You can write that, and it's likely possible in some cases, but step back and think, Does this really make sense to say in the general case?

I just don't think so. The whole problem with mixture of experts, or combining multiple data sources, is that the marginals are not in general independent.

Comment author: pragmatist 20 October 2012 09:40:43AM 2 points [-]

Sure, it's not generically true, but PhilGoetz is thinking about a specific application in which he claims that it is justified to regard the expert estimates as independent (conditional on Q, of course). I don't know enough about the relevant domain to assess his claim, but I'm willing to take him at his word.

I was just responding to your claim that the detectors must suck if the correlation is small. That would be true if the unconditional correlation were small, but its not true if the correlation is small conditional on Q.
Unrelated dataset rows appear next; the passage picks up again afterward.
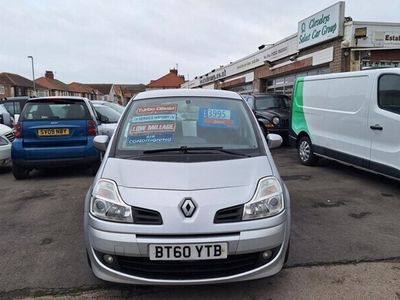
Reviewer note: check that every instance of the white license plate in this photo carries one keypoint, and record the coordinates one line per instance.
(188, 251)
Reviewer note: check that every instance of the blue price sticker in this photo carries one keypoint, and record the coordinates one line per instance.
(217, 117)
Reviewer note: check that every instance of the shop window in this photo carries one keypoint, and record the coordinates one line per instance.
(389, 93)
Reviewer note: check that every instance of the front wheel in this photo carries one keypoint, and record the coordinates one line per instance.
(19, 172)
(306, 153)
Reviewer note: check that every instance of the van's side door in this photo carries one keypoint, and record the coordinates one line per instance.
(384, 124)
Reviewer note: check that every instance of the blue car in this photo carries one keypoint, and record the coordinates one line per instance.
(54, 132)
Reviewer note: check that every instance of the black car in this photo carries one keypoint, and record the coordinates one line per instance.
(272, 112)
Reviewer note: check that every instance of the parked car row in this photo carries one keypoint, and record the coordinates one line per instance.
(54, 131)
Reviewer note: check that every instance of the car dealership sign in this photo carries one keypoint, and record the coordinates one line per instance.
(322, 26)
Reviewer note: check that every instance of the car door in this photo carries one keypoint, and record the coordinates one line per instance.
(384, 123)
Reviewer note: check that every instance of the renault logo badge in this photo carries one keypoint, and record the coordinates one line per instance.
(188, 207)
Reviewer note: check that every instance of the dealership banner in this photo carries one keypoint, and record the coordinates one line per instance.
(322, 26)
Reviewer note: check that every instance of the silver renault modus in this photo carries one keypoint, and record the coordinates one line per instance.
(187, 193)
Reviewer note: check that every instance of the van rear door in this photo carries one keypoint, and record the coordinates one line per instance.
(384, 123)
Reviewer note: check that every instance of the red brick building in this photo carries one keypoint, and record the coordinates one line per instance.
(169, 81)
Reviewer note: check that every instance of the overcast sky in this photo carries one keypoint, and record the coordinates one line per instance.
(134, 41)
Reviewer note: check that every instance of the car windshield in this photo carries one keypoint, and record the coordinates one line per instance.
(107, 114)
(55, 110)
(194, 123)
(269, 102)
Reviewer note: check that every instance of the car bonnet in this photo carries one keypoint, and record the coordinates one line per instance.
(187, 176)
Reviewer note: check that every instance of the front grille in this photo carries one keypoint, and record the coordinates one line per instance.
(186, 270)
(146, 216)
(10, 136)
(230, 214)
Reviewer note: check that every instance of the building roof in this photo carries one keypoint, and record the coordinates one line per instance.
(103, 88)
(18, 80)
(170, 80)
(52, 84)
(129, 90)
(79, 88)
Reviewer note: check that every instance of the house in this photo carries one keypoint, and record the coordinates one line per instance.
(169, 81)
(118, 93)
(14, 85)
(125, 92)
(101, 91)
(55, 87)
(81, 90)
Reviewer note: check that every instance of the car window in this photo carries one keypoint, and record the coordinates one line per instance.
(270, 102)
(58, 110)
(111, 115)
(389, 93)
(189, 122)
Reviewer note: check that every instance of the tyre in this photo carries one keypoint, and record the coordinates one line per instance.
(305, 152)
(19, 172)
(88, 260)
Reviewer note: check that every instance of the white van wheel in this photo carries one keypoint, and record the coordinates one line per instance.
(306, 153)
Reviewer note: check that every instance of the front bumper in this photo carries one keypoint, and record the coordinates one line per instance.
(240, 243)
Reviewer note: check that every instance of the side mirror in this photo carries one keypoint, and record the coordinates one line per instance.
(104, 119)
(101, 142)
(5, 119)
(274, 140)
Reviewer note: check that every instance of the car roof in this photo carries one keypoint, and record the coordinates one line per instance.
(58, 97)
(264, 94)
(19, 98)
(187, 93)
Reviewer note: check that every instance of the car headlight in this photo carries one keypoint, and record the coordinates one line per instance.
(267, 200)
(106, 203)
(3, 141)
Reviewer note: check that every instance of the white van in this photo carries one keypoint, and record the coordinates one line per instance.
(351, 117)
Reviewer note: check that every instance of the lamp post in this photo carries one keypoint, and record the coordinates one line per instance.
(33, 75)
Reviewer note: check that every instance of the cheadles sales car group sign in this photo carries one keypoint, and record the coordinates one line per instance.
(322, 26)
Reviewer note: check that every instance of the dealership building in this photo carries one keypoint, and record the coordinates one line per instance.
(326, 42)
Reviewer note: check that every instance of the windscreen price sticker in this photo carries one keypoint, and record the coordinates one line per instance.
(151, 139)
(153, 118)
(156, 109)
(221, 114)
(216, 117)
(137, 129)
Comment author: wnoise 20 October 2012 05:44:45AM 2 points [-]

The usual situation is that both detectors actually have some correlation to Q, and thereby have some correlation to each other.

This need not be the case. Consider a random variable Z that is the sum of two random independent variables X and Y. Expert A knows X, and is thus correlated with Z. Expert B knows Y and is thus correlated with Z. Expert A and B can still be uncorrelated. In fact, you can make X and Y slightly anticorrelated, and still have them both be positively correlated with Z.

Comment author: buybuydandavis 20 October 2012 08:47:27AM 0 points [-]

Just consider the limiting case - both are perfect predictors of Q, with value 1 for Q, and value 0 for not Q. And therefore, perfectly correlated.

Consider small deviations from those perfect predictors. The correlation would still be large. Sometimes more, sometimes less, depending on the details of both predictors. Sometimes they will be more correlated with each other than with Q, sometimes more correlated with Q than each other. The degree of correlation with of A and B with Q will impose limits on the degree of correlation between A and B.

And of course, correlation isn't really the issue here anyway, much more like mutual information, with the same sort of triangle inequality limits to the mutual information.

If someone is feeling energetic and really wants to work this our, I'd recommend looking into triangle inequalities for mutual information measures, and the previously mentioned work by Jaynes on the maximum entropy estimate of a variable from it's known correlation with two other variables, and how that constrains the maximum entropy estimate of the correlation between the other two.